Algebraic expressions in mathematics are combinations of numbers, variables, and operators presented in a structured form. They are a fundamental aspect of algebra and can be adjusted or simplified using various properties and operations. In the exercise, the expression is structured as \(5y(4a - 6b)\), which includes:

• The number 5 and variable \(y\) multiplying the terms inside the bracket.
• The term \(4a\), indicating 4 times the variable \(a\).
• The term \(-6b\), indicating negative 6 times the variable \(b\).

Understanding the structure of algebraic expressions helps in identifying which operations and properties to use for simplification or evaluation. Here, these components interact through multiplication within the brackets, making it necessary to apply the distributive property to simplify.

Multiplication in algebra extends the basic concept of repeated addition and applies it to variables and numbers within expressions. It's a core operation that allows us to combine like terms and factors of algebraic expressions. In the example problem, multiplication is used to expand the expression \(5y(4a - 6b)\) as follows:

• The number outside the parenthesis, 5, multiplies each term inside the parenthesis separately. This results in \(5y \cdot 4a\) and \(5y \cdot -6b\).
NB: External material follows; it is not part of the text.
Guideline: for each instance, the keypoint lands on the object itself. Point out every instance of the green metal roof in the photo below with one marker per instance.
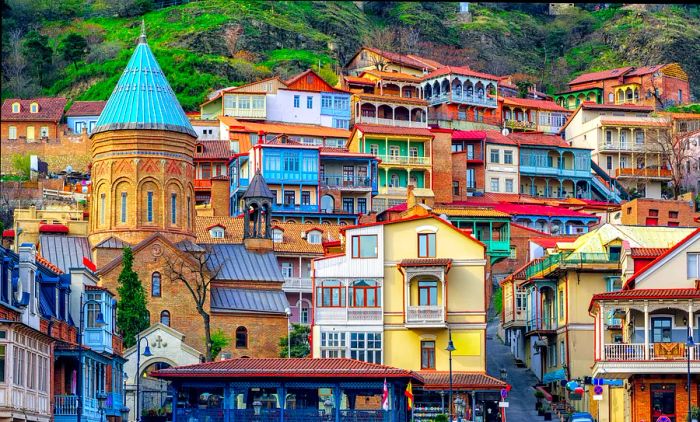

This operation is called distributing, a crucial part of applying the distributive property. The primary goal when multiplying in expressions is to simplify or expand them to a more workable form, making it easier to understand and process.
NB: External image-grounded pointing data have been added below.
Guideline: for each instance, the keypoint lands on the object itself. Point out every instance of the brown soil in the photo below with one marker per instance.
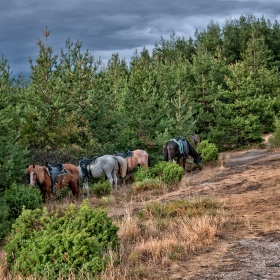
(248, 183)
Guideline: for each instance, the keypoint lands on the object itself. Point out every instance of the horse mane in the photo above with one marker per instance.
(40, 170)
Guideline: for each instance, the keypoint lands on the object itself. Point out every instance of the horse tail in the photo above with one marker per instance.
(165, 152)
(123, 165)
(149, 161)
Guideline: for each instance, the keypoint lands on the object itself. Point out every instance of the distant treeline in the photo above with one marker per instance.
(223, 84)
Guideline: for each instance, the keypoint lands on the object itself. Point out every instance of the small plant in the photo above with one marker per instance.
(54, 244)
(101, 188)
(146, 185)
(19, 196)
(168, 172)
(274, 141)
(142, 174)
(208, 151)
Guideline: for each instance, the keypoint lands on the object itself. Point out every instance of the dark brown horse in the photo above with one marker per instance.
(40, 175)
(196, 139)
(180, 148)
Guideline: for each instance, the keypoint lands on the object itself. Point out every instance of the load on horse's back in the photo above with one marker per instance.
(196, 139)
(180, 148)
(134, 158)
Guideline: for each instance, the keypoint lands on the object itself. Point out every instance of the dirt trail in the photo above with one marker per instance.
(248, 183)
(249, 186)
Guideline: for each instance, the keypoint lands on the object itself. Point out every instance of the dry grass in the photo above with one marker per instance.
(149, 243)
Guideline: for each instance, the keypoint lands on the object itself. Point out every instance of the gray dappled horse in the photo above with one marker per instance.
(98, 166)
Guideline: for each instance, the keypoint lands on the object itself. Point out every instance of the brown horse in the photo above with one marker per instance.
(40, 175)
(196, 139)
(135, 158)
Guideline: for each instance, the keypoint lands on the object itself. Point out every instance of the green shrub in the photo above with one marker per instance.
(208, 151)
(21, 195)
(169, 172)
(274, 141)
(51, 244)
(101, 188)
(5, 221)
(142, 174)
(146, 185)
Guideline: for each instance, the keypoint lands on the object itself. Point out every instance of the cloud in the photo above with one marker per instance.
(108, 26)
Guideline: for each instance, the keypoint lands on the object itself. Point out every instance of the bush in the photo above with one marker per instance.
(101, 188)
(142, 174)
(172, 173)
(21, 195)
(5, 222)
(168, 172)
(274, 141)
(55, 244)
(208, 151)
(12, 203)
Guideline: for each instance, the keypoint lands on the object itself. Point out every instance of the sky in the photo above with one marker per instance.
(106, 27)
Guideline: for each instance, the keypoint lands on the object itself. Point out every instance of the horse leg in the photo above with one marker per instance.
(115, 179)
(43, 194)
(184, 163)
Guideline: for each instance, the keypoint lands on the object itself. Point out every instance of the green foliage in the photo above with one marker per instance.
(142, 174)
(5, 221)
(168, 172)
(179, 208)
(19, 196)
(49, 244)
(147, 184)
(274, 141)
(12, 203)
(101, 188)
(208, 151)
(223, 84)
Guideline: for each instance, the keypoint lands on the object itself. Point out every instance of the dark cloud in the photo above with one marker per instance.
(109, 26)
Properties of operations are rules that help us to perform arithmetic and algebraic calculations more efficiently. They guide how we manipulate expressions while preserving equality. One of the main properties applied often in algebra is the Distributive Property.The Distributive Property states that for any numbers or variables \(a, b,\) and \(c\), the expression \(a(b + c)\) can be expanded to \(ab + ac\). In the original exercise, this property is used to simplify the expression from \(5y(4a - 6b)\) to \(20ay - 30by\). By distribute, we mean multiplying the term outside the parenthesis by each term inside:

• \(5y \times 4a = 20ay\)
• \(5y \times (-6b) = -30by\)

This demonstrates how the Distributive Property is a powerful tool in algebra, providing a method to transform and simplify expressions seamlessly.